Keynes (1936): Don't pick what YOU think is best—pick what you think OTHERS think is best. In this game, choose a number from 0-100. The winner is closest to 2/3 of the average. Logical conclusion: everyone should pick 0. Reality: they don't. Why?
Keynes described a newspaper contest where readers voted for the six most attractive faces from 100 photographs. The prize went to those who picked the most POPULAR faces. Smart contestants don't pick what THEY find attractive— they pick what they think OTHERS will find attractive. And smarter ones think about what others think others think...
Keynes argued stock prices aren't determined by "fundamental value" but by what investors think OTHER investors think the price should be. This creates bubbles: everyone buys because they expect others to buy, regardless of underlying value. The beauty contest explains speculation and market psychology.
Real humans don't iterate to infinity. Studies show most people think 1-3 levels deep: "Others are random (L0), so I'll guess 33 (L1)" or "Others will think like that, so I'll guess 22 (L2)." Very few reach L4+. This is cognitive hierarchy theory—bounded strategic reasoning.

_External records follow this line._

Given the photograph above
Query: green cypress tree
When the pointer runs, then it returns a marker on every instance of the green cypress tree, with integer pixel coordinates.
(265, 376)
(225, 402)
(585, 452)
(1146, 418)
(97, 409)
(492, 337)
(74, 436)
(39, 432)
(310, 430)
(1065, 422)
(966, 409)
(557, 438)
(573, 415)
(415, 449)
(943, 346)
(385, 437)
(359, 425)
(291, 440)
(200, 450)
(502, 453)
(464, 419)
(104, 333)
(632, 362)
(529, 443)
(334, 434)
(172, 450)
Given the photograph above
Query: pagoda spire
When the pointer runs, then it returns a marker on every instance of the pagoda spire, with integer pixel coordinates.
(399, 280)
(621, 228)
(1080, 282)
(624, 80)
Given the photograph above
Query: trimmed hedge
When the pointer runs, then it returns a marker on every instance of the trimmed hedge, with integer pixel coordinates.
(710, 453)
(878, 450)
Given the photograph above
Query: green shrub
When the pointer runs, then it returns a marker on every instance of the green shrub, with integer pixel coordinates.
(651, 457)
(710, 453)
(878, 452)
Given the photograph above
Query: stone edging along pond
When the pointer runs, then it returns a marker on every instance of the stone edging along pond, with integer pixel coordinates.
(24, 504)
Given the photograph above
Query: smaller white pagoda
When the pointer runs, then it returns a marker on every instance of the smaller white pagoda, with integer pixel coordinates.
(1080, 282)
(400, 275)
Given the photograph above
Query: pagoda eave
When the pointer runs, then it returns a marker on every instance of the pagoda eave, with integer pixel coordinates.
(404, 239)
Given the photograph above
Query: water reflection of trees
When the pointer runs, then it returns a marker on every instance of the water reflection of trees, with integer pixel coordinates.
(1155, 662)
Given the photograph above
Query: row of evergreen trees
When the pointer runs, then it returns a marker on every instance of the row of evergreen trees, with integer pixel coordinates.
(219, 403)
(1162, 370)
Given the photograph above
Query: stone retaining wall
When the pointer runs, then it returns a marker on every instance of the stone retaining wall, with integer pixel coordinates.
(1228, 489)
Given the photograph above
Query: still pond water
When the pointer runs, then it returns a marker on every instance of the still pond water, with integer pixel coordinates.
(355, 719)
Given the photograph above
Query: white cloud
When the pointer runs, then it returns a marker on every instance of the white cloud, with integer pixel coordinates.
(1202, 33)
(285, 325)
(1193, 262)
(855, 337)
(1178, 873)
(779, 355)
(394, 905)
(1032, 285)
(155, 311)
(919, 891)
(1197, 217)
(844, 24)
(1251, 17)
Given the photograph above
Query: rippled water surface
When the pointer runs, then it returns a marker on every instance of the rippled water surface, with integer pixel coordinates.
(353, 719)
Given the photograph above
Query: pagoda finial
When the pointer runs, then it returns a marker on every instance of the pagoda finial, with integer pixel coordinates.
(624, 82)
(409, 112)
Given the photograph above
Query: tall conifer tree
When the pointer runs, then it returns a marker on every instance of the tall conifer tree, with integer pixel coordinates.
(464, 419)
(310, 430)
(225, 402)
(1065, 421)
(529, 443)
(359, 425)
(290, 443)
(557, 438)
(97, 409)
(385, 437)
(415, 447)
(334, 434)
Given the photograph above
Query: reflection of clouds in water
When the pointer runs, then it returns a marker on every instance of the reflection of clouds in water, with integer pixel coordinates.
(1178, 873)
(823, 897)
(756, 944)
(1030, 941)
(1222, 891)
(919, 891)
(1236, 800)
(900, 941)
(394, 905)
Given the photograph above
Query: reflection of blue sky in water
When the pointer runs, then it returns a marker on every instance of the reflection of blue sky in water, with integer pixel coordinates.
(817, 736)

In published experiments, winning guesses cluster around 13-22. Financial Times readers: winning guess was 13. Caltech students: average 26. With repetition, guesses converge toward 0—but never reach it. Perfect rationality requires assuming everyone else is also perfectly rational.
Zero is the only Nash Equilibrium—a state where no player benefits by changing their strategy. But reaching it requires common knowledge of rationality: I'm rational, I know you're rational, I know you know I'm rational... ad infinitum. Humans don't have this.
Speculative bubbles: Buy because others will buy. Voting: Vote for who you think will win, not who you prefer. Fashion: Wear what you think others will think is stylish. Technology adoption: Use what you expect others to use. The beauty contest is everywhere coordination matters.